Pour Portneuf, ça veut dire, notamment, orchestrer la relance
économique du comté. Tel que je le disais pendant ma campagne,
c'est une affaire de coeur et de raison, tout comme la souveraineté du
Québec. Il faut donc l'avoir d'abord là, dans son coeur, y croire
fermement, être rigoureux dans la démarche et ne pas avoir peur du
travail, de se tenir debout, de s'impliquer, de se relever les manches.

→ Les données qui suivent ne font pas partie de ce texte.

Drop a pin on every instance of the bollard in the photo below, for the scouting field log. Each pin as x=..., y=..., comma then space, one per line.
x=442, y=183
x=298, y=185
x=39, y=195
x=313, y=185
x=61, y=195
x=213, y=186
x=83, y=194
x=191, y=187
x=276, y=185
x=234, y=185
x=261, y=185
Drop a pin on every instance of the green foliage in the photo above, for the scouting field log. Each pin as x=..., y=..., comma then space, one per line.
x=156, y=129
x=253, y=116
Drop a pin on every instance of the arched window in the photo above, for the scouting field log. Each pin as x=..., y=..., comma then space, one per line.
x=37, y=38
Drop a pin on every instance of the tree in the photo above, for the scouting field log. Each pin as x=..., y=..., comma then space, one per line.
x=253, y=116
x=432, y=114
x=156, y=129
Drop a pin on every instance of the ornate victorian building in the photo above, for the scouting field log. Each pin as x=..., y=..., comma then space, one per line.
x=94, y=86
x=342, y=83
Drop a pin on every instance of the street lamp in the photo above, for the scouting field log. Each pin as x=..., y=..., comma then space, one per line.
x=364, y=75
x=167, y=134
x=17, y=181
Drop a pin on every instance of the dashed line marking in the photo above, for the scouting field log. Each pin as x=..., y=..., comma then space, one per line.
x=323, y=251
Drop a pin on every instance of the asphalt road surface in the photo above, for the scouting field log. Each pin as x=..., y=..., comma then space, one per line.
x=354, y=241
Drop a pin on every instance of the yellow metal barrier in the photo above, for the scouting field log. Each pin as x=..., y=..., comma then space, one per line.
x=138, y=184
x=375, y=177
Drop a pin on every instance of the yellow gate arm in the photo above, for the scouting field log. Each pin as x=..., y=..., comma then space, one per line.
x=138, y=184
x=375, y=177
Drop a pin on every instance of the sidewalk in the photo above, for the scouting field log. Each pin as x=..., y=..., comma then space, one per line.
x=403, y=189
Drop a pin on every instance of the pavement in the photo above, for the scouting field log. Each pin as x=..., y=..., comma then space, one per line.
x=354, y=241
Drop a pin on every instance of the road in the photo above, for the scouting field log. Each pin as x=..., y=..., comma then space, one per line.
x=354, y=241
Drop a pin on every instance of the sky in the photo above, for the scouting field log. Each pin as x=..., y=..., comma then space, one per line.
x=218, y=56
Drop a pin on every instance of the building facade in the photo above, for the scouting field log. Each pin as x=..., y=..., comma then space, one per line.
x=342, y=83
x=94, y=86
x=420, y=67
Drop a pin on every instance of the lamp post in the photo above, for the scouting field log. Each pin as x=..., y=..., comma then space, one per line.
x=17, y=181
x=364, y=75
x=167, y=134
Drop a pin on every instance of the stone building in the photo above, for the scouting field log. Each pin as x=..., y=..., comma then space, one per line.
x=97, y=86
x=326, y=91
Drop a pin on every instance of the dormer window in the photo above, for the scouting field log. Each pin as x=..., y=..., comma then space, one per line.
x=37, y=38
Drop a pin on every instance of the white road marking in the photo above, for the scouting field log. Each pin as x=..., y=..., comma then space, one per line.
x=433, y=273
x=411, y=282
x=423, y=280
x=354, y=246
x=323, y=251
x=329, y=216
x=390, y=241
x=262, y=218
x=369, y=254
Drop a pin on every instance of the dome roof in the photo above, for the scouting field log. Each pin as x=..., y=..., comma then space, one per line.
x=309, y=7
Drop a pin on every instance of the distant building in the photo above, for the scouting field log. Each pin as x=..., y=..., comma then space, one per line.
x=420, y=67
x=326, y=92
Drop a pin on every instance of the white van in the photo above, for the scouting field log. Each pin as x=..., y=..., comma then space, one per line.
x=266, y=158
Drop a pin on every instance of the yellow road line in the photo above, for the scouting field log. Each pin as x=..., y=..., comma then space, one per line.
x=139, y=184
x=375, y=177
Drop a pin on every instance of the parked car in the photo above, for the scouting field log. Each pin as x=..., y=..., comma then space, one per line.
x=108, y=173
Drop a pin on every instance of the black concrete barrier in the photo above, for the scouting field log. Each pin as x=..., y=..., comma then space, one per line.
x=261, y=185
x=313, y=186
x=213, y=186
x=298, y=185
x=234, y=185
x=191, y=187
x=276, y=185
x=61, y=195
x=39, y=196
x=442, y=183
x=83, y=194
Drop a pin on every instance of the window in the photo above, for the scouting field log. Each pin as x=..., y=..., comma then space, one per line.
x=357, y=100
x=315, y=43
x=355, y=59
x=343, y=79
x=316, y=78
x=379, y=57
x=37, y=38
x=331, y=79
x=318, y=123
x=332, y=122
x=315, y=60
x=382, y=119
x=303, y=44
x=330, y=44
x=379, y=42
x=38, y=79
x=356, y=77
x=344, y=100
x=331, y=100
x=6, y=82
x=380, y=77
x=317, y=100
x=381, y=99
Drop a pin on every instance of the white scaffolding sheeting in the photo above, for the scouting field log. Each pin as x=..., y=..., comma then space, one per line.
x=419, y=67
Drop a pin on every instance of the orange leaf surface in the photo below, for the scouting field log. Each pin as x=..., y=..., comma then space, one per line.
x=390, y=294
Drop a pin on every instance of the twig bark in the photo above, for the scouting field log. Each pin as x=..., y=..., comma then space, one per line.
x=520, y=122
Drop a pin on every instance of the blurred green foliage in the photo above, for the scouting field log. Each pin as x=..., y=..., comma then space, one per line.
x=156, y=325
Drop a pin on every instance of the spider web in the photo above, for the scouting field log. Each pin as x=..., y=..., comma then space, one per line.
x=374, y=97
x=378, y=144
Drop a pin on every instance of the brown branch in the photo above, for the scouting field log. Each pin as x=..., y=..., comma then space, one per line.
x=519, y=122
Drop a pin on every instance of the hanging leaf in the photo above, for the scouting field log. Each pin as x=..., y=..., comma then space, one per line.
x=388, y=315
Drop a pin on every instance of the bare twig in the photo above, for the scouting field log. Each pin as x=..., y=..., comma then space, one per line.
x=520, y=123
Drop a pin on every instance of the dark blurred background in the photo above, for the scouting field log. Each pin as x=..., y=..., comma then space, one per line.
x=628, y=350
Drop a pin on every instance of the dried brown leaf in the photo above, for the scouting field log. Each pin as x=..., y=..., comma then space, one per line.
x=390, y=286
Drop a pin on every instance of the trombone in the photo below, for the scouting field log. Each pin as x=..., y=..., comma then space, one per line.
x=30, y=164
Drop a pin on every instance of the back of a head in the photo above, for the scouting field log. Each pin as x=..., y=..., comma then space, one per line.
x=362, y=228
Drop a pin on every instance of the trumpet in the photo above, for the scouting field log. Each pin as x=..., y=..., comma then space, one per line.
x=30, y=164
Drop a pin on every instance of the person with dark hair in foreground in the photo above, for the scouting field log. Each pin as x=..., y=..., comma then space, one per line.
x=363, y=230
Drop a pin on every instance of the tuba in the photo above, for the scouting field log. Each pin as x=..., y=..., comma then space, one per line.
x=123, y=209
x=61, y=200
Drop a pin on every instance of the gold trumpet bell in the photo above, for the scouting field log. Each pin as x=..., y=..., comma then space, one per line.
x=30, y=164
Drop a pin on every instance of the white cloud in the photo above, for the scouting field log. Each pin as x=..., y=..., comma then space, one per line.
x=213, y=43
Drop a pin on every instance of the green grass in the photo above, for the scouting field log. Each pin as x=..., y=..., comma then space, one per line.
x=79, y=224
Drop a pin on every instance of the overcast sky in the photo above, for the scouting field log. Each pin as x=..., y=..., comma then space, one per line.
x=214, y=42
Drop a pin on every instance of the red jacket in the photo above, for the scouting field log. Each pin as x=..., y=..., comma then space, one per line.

L'avenir du comté de Portneuf tient à une multitude de gestes qui
devront être posés à brève échéance et
dont certains déjà sont amorcés.
Il faut arrêter le saupoudrage pour faire plaisir à tout le
monde, ouvrir les livres, se faire confiance, susciter la collaboration et
l'adhésion à des projets bénéfiques pour l'ensemble
de la collectivité et non pas pour un sous-groupe
privilégié, orchestrer la relance plutôt que régner
dans la division. Le virage déjà amorcé dans Portneuf,
dont le leitmotiv est la transparence et l'équité, n'est qu'un
aperçu de ce qu'on y connaîtra au cours des prochaines
années.
La relance du comté tient également, M. le
Président, à une foule d'autres interventions, comme
député: d'abord, sauvegarder ce qui existe déjà et
qui va bien, là où il en reste; améliorer ce qui peut
l'être; développer le territoire en misant d'abord sur ces gens,
sur la solidarité dont ils savent faire preuve et sur leur esprit
d'entreprise; développer ainsi le potentiel de Portneuf dans les
secteurs traditionnels que sont, bien sûr, l'agriculture, la forêt,
la chasse et la pêche, mais aussi dans le domaine de la culture et du
tourisme, tout autant que dans ceux de la transformation, de la sous-traitance
et des nouvelles technologies.
Portneuf, M. le Président, un comté en apparence
choyé, mais en réalité négligé au cours des
dernières années.
Des voix: Ah! Ah!
M. Bertrand: II faut mettre un terme, M. le Président,
à cette situation inadmissible.
Des voix: Ha, ha, ha!
Le Président: À l'ordre, s'il vous plaît!
Alors, Mmes, MM. les députés! Mmes, MM. les
députés... Alors, monsieur... Mmes, MM. les
députés, s'il vous plaît!
Alors, M. le leader de l'Opposition.
M. Chevrette: M. le Président, vous comprendrez que la
réaction des gens du pouvoir... Ils réagissent avant même
d'avoir entendu les motifs de la négligence. Imaginez-vous ce que
ça va être après.
Le Président: Alors, M. le leader du gouvernement.
M. Paradis (Brome-Missisquoi): On se doit toujours d'avoir le
respect de nos prédécesseurs.
Le Président: Alors, j'en appelle à la
collaboration des collègues, s'il vous plaît. Vous pouvez
poursuivre, M. le député de Portneuf.
M. Bertrand: M. le Président, je comprends toucher
là un point sensible, n'est-ce pas, pour nos gens d'en face.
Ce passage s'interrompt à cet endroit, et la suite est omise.